Nobelprijs voor Richard H. Thaler, keynote spreker van de WRR-Lecture 2009

De Nobelprijs voor de economie 2017 is toegekend aan Richard H. Thaler, voor zijn bijdrage aan de gedragseconomie. Het Nobelprijs-comité roemt zijn werk dat psychologisch realistische assumpties inbrengt in de analyse van economisch keuzegedrag.

In 2009 werd de jaarlijks door de WRR georganiseerde Lecture door Thaler verzorgd. Daarin maakte hij duidelijk dat mensen systematisch irrationeel zijn. Het niet rekening houden met systematische menselijke beperkingen kan tot voorspelbare inefficiëntie en ongelukken leiden. Er wel rekening mee houden kan bevorderend zijn voor welzijn, zonder dat dit de keuzevrijheid hoeft te beperken. Thaler betoogde in zijn WRR-Lecture dat individuen niet zijn om te vormen tot rationeel denkende personen.
Tijdens de Lecture van 2009 presenteerde de WRR zijn verkenning De menselijke beslisser. Deze bundel bevat bijdragen van Nederlandse wetenschappers op het gebied van de psychologie, economie, sociologie, biologie en filosofie. Voor deze nieuwe kennis bleek toen al veel belangstelling te bestaan.   

Gedrag en keuzes

Niet alleen met deze verkenning, maar ook met opvolgende publicaties maakte de WRR de beschikbare wetenschappelijke kennis over het gedrag en de keuzes van het individu toegankelijk voor zowel het beleid als een breder publiek. In 2010 verscheen het boek Hoe mensen keuzes maken.

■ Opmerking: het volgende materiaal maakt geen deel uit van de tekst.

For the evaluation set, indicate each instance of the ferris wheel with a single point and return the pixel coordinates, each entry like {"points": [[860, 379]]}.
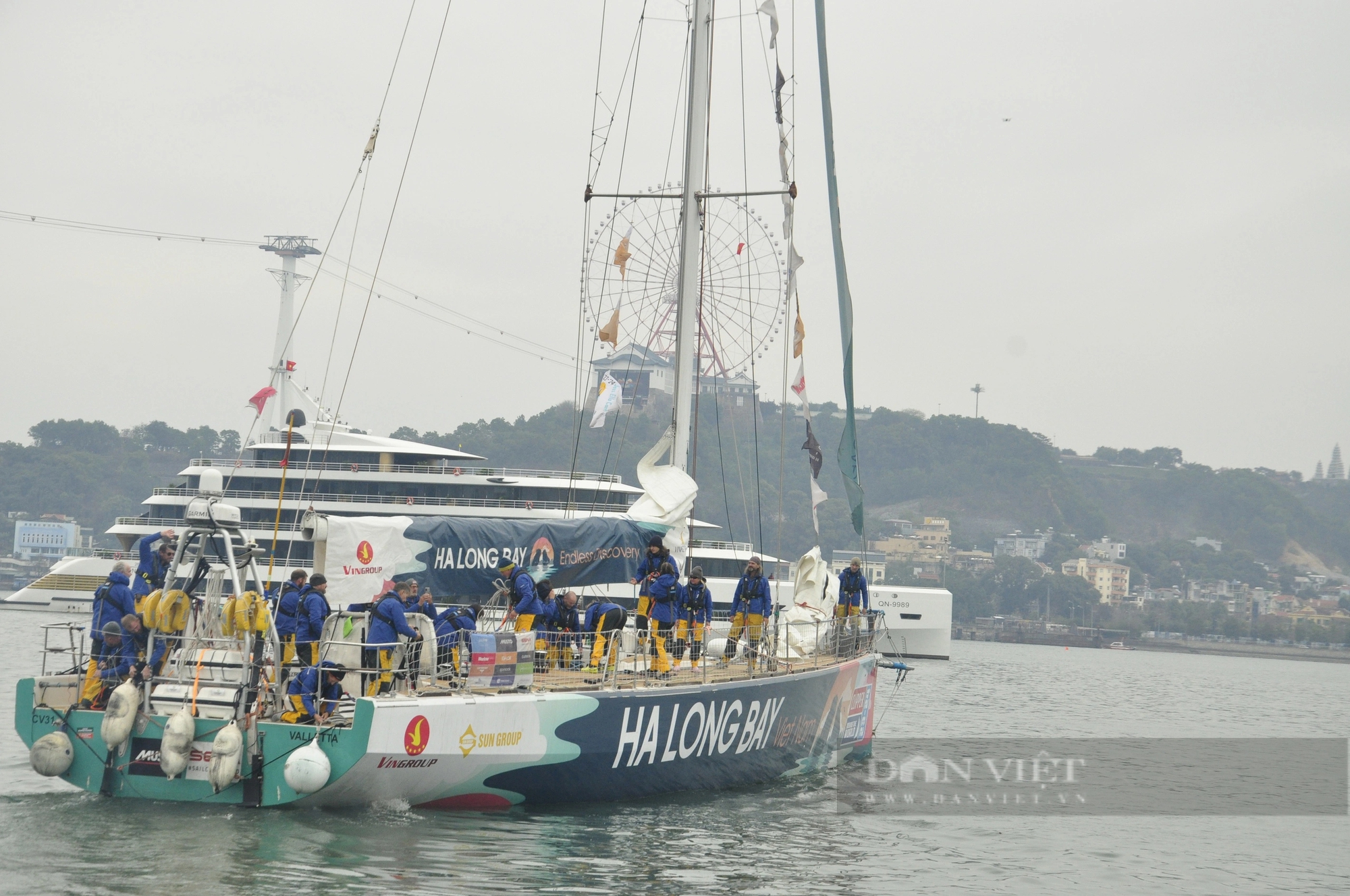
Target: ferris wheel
{"points": [[632, 264]]}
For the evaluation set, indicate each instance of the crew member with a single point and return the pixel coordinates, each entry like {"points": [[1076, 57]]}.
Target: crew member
{"points": [[647, 573], [665, 593], [111, 603], [449, 639], [288, 612], [426, 605], [134, 629], [155, 565], [387, 623], [853, 593], [564, 631], [545, 640], [524, 603], [311, 611], [750, 605], [307, 705], [117, 656], [696, 613], [601, 619]]}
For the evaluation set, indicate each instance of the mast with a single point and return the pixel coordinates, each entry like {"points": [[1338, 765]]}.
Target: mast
{"points": [[692, 226], [290, 249]]}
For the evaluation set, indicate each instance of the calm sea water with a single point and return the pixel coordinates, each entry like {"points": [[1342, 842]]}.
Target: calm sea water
{"points": [[781, 839]]}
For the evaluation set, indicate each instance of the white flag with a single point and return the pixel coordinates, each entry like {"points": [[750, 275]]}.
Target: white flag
{"points": [[610, 399], [772, 11], [817, 500]]}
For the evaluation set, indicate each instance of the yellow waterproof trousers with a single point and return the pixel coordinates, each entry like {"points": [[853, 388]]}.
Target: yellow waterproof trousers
{"points": [[385, 681]]}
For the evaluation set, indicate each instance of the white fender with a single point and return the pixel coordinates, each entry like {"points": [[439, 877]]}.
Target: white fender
{"points": [[121, 715], [225, 758], [718, 648], [308, 768], [52, 755], [176, 746]]}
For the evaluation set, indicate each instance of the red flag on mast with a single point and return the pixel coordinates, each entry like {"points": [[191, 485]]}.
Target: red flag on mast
{"points": [[260, 400]]}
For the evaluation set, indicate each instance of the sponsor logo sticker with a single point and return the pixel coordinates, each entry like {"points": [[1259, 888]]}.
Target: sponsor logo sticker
{"points": [[416, 736]]}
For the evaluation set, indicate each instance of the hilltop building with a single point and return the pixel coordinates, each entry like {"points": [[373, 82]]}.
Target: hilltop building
{"points": [[51, 538], [1108, 550], [1016, 544], [643, 372]]}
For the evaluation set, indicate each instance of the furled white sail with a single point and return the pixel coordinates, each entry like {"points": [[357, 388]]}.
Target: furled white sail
{"points": [[669, 496], [805, 625]]}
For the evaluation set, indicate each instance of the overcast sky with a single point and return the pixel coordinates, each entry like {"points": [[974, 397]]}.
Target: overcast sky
{"points": [[1128, 222]]}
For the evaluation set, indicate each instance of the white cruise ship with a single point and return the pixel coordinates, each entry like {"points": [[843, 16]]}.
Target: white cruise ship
{"points": [[337, 470]]}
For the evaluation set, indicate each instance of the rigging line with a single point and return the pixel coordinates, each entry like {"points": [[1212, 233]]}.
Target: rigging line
{"points": [[634, 53], [333, 342], [632, 65], [365, 160], [581, 314], [445, 308], [430, 316], [623, 159], [384, 244], [750, 311], [21, 218]]}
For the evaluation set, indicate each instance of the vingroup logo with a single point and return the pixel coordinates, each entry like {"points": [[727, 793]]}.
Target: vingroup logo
{"points": [[416, 736]]}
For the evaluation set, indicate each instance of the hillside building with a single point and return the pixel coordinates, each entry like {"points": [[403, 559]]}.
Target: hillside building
{"points": [[1016, 544], [1108, 550], [874, 565], [1110, 580]]}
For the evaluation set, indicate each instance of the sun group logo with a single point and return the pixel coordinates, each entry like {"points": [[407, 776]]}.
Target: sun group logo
{"points": [[416, 736], [543, 554]]}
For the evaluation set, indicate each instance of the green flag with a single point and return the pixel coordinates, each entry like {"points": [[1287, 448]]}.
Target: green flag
{"points": [[848, 443]]}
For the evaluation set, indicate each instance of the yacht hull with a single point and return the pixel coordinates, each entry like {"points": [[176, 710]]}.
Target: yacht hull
{"points": [[499, 751]]}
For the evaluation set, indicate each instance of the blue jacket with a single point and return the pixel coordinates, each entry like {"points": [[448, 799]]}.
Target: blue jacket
{"points": [[697, 604], [151, 573], [388, 621], [306, 686], [853, 589], [523, 597], [412, 605], [142, 642], [452, 623], [111, 603], [653, 563], [753, 597], [288, 608], [595, 613], [311, 613], [119, 659], [565, 620], [665, 593]]}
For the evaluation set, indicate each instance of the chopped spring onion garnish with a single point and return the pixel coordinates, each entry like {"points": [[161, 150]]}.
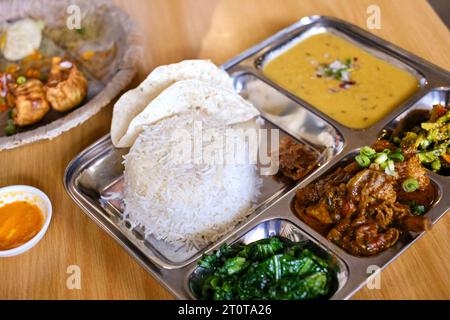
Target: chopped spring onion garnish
{"points": [[410, 185], [362, 160], [384, 159], [381, 157], [339, 70], [417, 209]]}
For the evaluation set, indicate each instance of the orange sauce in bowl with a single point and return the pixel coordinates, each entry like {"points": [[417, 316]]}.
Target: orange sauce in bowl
{"points": [[20, 221]]}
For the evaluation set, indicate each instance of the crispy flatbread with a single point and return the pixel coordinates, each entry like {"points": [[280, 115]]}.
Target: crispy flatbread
{"points": [[183, 96], [134, 101]]}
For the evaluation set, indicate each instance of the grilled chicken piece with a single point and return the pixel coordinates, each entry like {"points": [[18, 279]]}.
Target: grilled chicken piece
{"points": [[30, 102], [67, 86]]}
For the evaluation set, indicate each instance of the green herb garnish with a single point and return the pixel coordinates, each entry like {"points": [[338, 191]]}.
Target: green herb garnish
{"points": [[339, 70], [21, 80], [410, 185]]}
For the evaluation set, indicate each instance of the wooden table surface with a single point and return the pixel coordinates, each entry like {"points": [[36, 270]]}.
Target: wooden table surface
{"points": [[174, 30]]}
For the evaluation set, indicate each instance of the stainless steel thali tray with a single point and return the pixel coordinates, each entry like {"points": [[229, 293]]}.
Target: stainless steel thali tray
{"points": [[93, 178]]}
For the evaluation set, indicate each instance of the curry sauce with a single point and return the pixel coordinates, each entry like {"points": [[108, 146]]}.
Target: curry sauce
{"points": [[373, 88], [20, 221]]}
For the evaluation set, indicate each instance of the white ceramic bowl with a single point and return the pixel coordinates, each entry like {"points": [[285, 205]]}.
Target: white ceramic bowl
{"points": [[35, 196]]}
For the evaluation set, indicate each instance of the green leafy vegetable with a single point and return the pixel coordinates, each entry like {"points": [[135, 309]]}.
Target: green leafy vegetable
{"points": [[431, 140]]}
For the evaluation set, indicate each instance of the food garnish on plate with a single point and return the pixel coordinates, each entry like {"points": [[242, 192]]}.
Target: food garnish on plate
{"points": [[32, 82], [430, 140]]}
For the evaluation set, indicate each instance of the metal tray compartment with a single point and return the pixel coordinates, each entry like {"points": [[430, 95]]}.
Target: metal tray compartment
{"points": [[100, 183], [417, 114], [279, 47], [287, 229], [93, 178]]}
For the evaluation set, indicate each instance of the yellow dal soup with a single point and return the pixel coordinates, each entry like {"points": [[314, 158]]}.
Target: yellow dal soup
{"points": [[372, 87]]}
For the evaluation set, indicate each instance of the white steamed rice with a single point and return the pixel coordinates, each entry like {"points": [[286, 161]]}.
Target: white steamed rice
{"points": [[184, 204]]}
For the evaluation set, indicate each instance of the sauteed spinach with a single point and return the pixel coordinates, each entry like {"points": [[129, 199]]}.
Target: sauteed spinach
{"points": [[272, 268]]}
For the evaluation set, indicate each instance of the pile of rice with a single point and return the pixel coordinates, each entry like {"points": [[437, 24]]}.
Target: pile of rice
{"points": [[185, 204]]}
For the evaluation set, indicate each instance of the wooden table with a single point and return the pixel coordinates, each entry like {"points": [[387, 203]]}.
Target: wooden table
{"points": [[174, 30]]}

Het is bedoeld voor iedereen die wil weten wat de wetenschappelijke state of the art is over hoe mensen keuzes maken en wil meedenken over de betekenis hiervan voor politiek en beleid.  In 2014 presenteerde de WRR het rapport Met kennis van gedrag beleid maken. Daarin wordt onder meer ingegaan op de vraag hoe ‘het gedragswetenschappelijke perspectief’ valt te verankeren in overheidshandelen. Geïnspireerd door o.a. het werk van Thaler en de vertaling van diens werk naar de Nederlandse beleidscontext door WRR, onderzoeken steeds meer beleidsmakers hoe ze keuzearchitectuur kunnen inzetten om de cognitieve beperkingen van burgers te compenseren.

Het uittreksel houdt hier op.